Today the Parc and Dare is still used as a functioning theatre and cinema. Most theatre productions tend to be locally produced, for example by The Rhondda Theatre Group, but the venue is also used by touring musicians and comedians. Over the years it has been graced by the biggest stars in show business including the likes of Max Boyce, Ken Dodd and the Kinks' Ray Davies. In 2007 the Parc and Dare was used in filming the theatre stage scenes in "Daleks in Manhattan" and "Evolution of the Daleks", the fourth and fifth episodes of series 3 of the BBC's revived Doctor Who series.

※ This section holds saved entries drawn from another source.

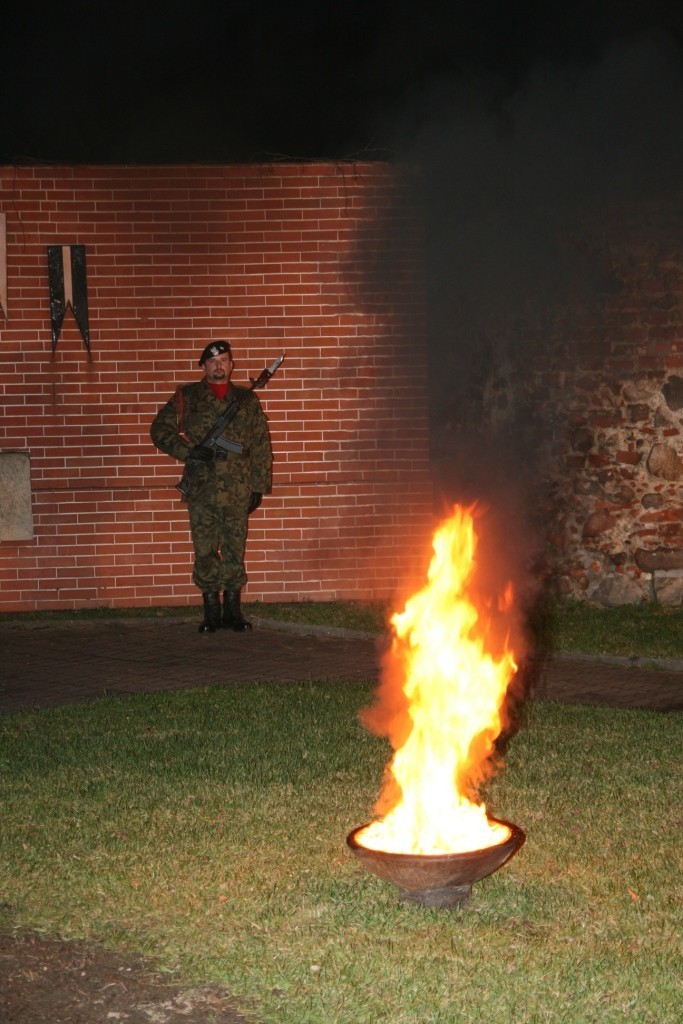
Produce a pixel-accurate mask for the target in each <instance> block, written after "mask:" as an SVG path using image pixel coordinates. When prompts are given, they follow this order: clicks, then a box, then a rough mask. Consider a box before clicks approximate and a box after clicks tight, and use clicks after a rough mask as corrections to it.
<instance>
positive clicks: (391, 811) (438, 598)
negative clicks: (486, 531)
mask: <svg viewBox="0 0 683 1024" xmlns="http://www.w3.org/2000/svg"><path fill="white" fill-rule="evenodd" d="M476 548H477V537H476V534H475V530H474V519H473V515H472V510H466V509H463V508H461V507H459V506H456V508H455V510H454V514H453V515H452V517H451V518H450V519H447V520H446V521H445V522H443V523H442V524H441V525H440V526H439V527H438V529H437V530H436V532H435V535H434V539H433V550H434V554H433V557H432V560H431V564H430V566H429V570H428V583H427V585H426V586H425V588H424V589H423V590H421V591H420V592H419V593H417V594H416V595H414V596H413V597H412V598H411V599H410V600H409V601H408V602H407V604H405V607H404V610H403V611H402V612H399V613H396V614H394V615H393V617H392V620H391V622H392V625H393V627H394V631H395V632H394V637H393V642H392V647H391V651H390V652H389V655H388V657H387V659H386V662H385V666H384V674H383V681H382V684H381V686H380V689H379V702H378V705H377V707H376V708H373V709H368V710H366V712H365V713H362V715H361V717H362V719H364V722H365V724H366V725H367V726H368V728H370V729H372V730H373V731H375V732H378V733H381V734H387V735H388V736H389V738H390V740H391V742H392V745H393V746H394V750H395V753H394V756H393V758H392V760H391V763H390V764H389V766H388V770H387V775H386V778H385V784H384V787H383V791H382V794H381V796H380V799H379V801H378V804H377V806H376V809H375V810H376V813H378V814H381V815H382V816H381V818H380V819H379V820H377V821H374V822H372V823H371V824H369V825H368V826H367V827H366V828H365V829H362V831H360V833H359V834H358V835H357V837H356V838H357V841H358V842H359V843H360V844H361V845H362V846H366V847H370V848H372V849H376V850H382V851H387V852H393V853H412V854H416V853H417V854H438V853H458V852H466V851H470V850H478V849H484V848H486V847H489V846H494V845H497V844H498V843H502V842H504V841H505V840H506V839H507V836H508V835H509V829H507V828H506V826H505V825H503V824H500V823H497V822H494V821H489V820H488V818H487V816H486V809H485V807H484V805H483V803H481V802H479V800H478V792H477V791H478V786H479V785H480V783H481V781H482V780H483V779H484V778H485V777H486V775H487V774H490V771H492V770H493V761H492V759H493V756H494V753H495V743H496V739H497V738H498V736H499V735H500V733H501V731H502V727H503V709H504V705H505V697H506V692H507V689H508V686H509V684H510V681H511V679H512V677H513V676H514V674H515V672H516V668H517V666H516V665H515V659H514V655H513V653H512V651H511V650H509V649H508V639H507V628H505V618H506V615H507V613H508V611H509V609H510V608H511V605H512V588H511V586H509V585H508V587H507V588H506V591H505V593H504V595H503V596H502V597H501V598H500V599H499V600H498V601H497V603H496V606H495V607H493V608H492V607H489V608H488V609H486V608H485V607H482V605H483V604H485V602H482V601H481V600H478V602H477V605H475V603H473V601H472V600H470V599H468V596H467V595H468V588H470V587H471V585H472V583H473V581H474V578H475V574H476V562H475V552H476ZM501 621H502V622H503V626H504V630H503V639H501V636H502V634H501V629H500V627H501ZM485 645H488V646H494V647H498V648H500V650H497V651H496V653H495V654H492V653H489V652H488V651H487V650H486V649H485ZM396 684H398V685H396Z"/></svg>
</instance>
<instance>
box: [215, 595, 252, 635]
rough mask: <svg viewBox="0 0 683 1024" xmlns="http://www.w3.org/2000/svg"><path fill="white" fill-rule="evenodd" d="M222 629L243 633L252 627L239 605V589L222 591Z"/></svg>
mask: <svg viewBox="0 0 683 1024" xmlns="http://www.w3.org/2000/svg"><path fill="white" fill-rule="evenodd" d="M222 626H223V629H224V630H232V631H233V632H234V633H244V631H245V630H250V629H251V628H252V625H251V623H249V622H247V620H246V618H245V617H244V615H243V614H242V608H241V607H240V591H239V590H226V591H223V623H222Z"/></svg>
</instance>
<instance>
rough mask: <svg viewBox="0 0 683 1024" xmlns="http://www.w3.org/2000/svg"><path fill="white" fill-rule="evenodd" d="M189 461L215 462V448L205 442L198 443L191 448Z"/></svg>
mask: <svg viewBox="0 0 683 1024" xmlns="http://www.w3.org/2000/svg"><path fill="white" fill-rule="evenodd" d="M187 461H188V462H204V463H210V462H213V449H210V447H207V446H206V445H205V444H196V445H195V447H194V449H191V450H190V452H189V455H188V456H187Z"/></svg>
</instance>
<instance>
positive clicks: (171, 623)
mask: <svg viewBox="0 0 683 1024" xmlns="http://www.w3.org/2000/svg"><path fill="white" fill-rule="evenodd" d="M197 625H198V620H197V617H193V618H189V617H185V616H178V617H169V618H158V620H154V618H108V620H102V621H96V622H95V621H82V620H80V621H77V620H74V621H70V622H65V621H60V622H59V623H55V622H50V623H45V622H11V621H10V622H7V621H5V622H4V623H1V624H0V714H2V713H4V714H7V713H11V712H16V711H20V710H25V709H32V708H49V707H55V706H58V705H67V703H78V702H82V701H86V700H92V699H96V698H97V697H100V696H103V695H104V694H108V693H110V694H111V693H116V694H132V693H142V692H153V691H161V690H176V689H184V688H188V687H195V686H205V685H208V684H213V683H217V684H221V685H226V686H229V685H231V684H236V683H249V682H260V681H272V682H279V683H289V682H293V681H296V680H352V679H369V680H377V679H378V678H379V667H380V658H381V651H382V644H383V643H384V642H385V641H384V640H383V639H382V638H377V637H374V636H372V635H370V634H365V633H352V632H347V631H341V630H337V631H335V630H324V629H319V628H317V629H316V628H315V627H302V626H293V625H288V624H282V625H281V626H278V625H276V624H273V623H272V622H270V621H268V622H267V623H266V622H265V621H256V622H255V627H256V628H255V629H254V630H253V631H252V632H249V633H243V634H236V633H231V632H226V631H220V632H218V633H215V634H213V635H209V636H201V635H200V634H199V633H198V632H197ZM525 684H526V691H527V693H528V694H529V695H530V696H531V697H536V698H542V699H543V698H545V699H552V700H560V701H565V702H581V703H591V705H608V706H611V707H618V708H651V709H654V710H656V711H663V712H674V711H681V710H683V663H664V664H661V665H660V666H659V667H650V666H643V665H639V664H635V663H632V662H629V660H628V659H618V658H611V659H595V658H589V657H585V656H581V655H575V656H568V655H560V656H554V657H552V658H550V659H546V660H544V659H541V658H538V659H536V660H533V662H531V663H530V665H529V666H528V667H527V669H526V671H525Z"/></svg>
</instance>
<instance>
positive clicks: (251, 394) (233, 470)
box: [151, 379, 272, 593]
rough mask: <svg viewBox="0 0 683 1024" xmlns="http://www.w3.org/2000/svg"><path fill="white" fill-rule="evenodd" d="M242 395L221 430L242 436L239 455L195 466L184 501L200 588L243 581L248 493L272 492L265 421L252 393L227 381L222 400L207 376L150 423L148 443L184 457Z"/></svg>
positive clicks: (226, 586)
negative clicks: (193, 547)
mask: <svg viewBox="0 0 683 1024" xmlns="http://www.w3.org/2000/svg"><path fill="white" fill-rule="evenodd" d="M237 393H239V394H240V395H241V406H240V410H239V412H238V414H237V416H236V417H234V419H232V420H231V421H230V423H228V425H227V426H226V428H225V431H224V434H225V436H226V437H229V438H230V439H231V440H236V441H241V442H242V443H243V444H244V450H243V452H242V454H241V455H237V454H236V453H233V452H227V453H225V458H222V453H220V456H221V457H220V458H217V459H214V461H213V462H212V463H211V464H209V465H206V464H200V465H199V466H197V468H196V469H195V470H194V472H193V477H191V487H190V492H189V495H188V498H187V509H188V512H189V528H190V531H191V537H193V545H194V548H195V568H194V572H193V581H194V582H195V584H196V585H197V586H198V587H199V589H200V590H201V591H202V592H203V593H208V592H211V591H219V590H225V591H232V590H236V591H240V590H241V589H242V587H243V586H244V585H245V583H246V582H247V573H246V572H245V565H244V553H245V543H246V540H247V519H248V508H249V503H250V500H251V496H252V495H253V494H255V493H257V494H262V495H265V494H269V493H270V486H271V465H272V454H271V450H270V437H269V434H268V426H267V420H266V418H265V414H264V413H263V411H262V409H261V406H260V402H259V400H258V398H257V396H256V394H255V393H254V391H253V390H251V389H249V388H243V387H238V386H236V385H234V384H230V385H229V388H228V391H227V394H226V396H225V400H224V401H221V400H220V399H219V398H216V396H215V395H214V394H213V392H212V391H211V389H210V387H209V385H208V383H207V381H206V380H204V379H203V380H200V381H196V382H195V383H193V384H183V385H181V387H179V388H178V389H177V390H176V392H175V394H174V395H172V397H171V398H169V400H168V401H167V402H166V404H165V406H164V407H163V408H162V409H160V411H159V413H158V414H157V416H156V417H155V420H154V422H153V424H152V430H151V435H152V440H153V441H154V443H155V444H156V446H157V447H158V449H160V451H162V452H165V453H166V455H170V456H172V457H173V458H174V459H178V460H179V461H180V462H184V461H185V460H186V458H187V456H188V454H189V452H190V450H191V449H193V446H194V445H195V444H199V442H200V441H201V440H202V438H203V437H204V436H205V435H206V434H207V433H208V432H209V430H211V428H212V427H213V425H214V423H215V422H216V420H217V419H218V417H219V416H220V415H221V413H223V412H224V411H225V409H226V408H227V403H228V402H229V401H230V400H231V399H232V398H233V397H234V396H236V394H237Z"/></svg>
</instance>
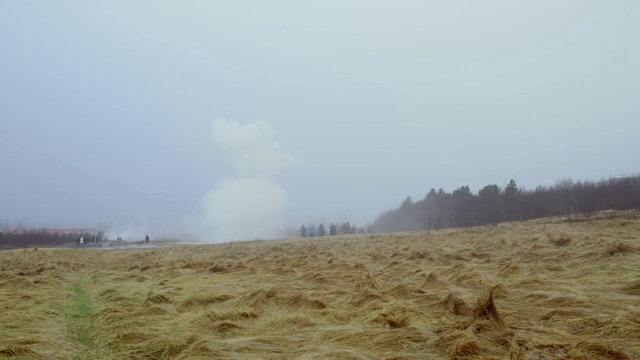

==Architecture and design==

The former Parc and Dare Institute is now connected at various levels to the Hall and provides the rehearsal rooms, offices and public areas. The façade conceals an auditorium that, as with most of its kind in Wales, is at first floor level. It is a hall with two curved galleries, the slips of each extending to and meeting the proscenium wall. Each gallery front retains its original decorative plasterwork. The proscenium arch is decorated over its entire length with plasterwork representing fruit and flowers. The Parc and Dare is still an Edwardian proscenium-arched theatre that acts as a venue for live performance, cinema and community events. The Parc and Dare is a Grade II* listed building and stands as the tallest building in Treorchy.

The Parc and Dare Workingmen's Hall once had a clock above its entrance. The clock, on Station Road, was added around the same time as the theatre hall, but was removed in the 1970s during renovations and was never replaced.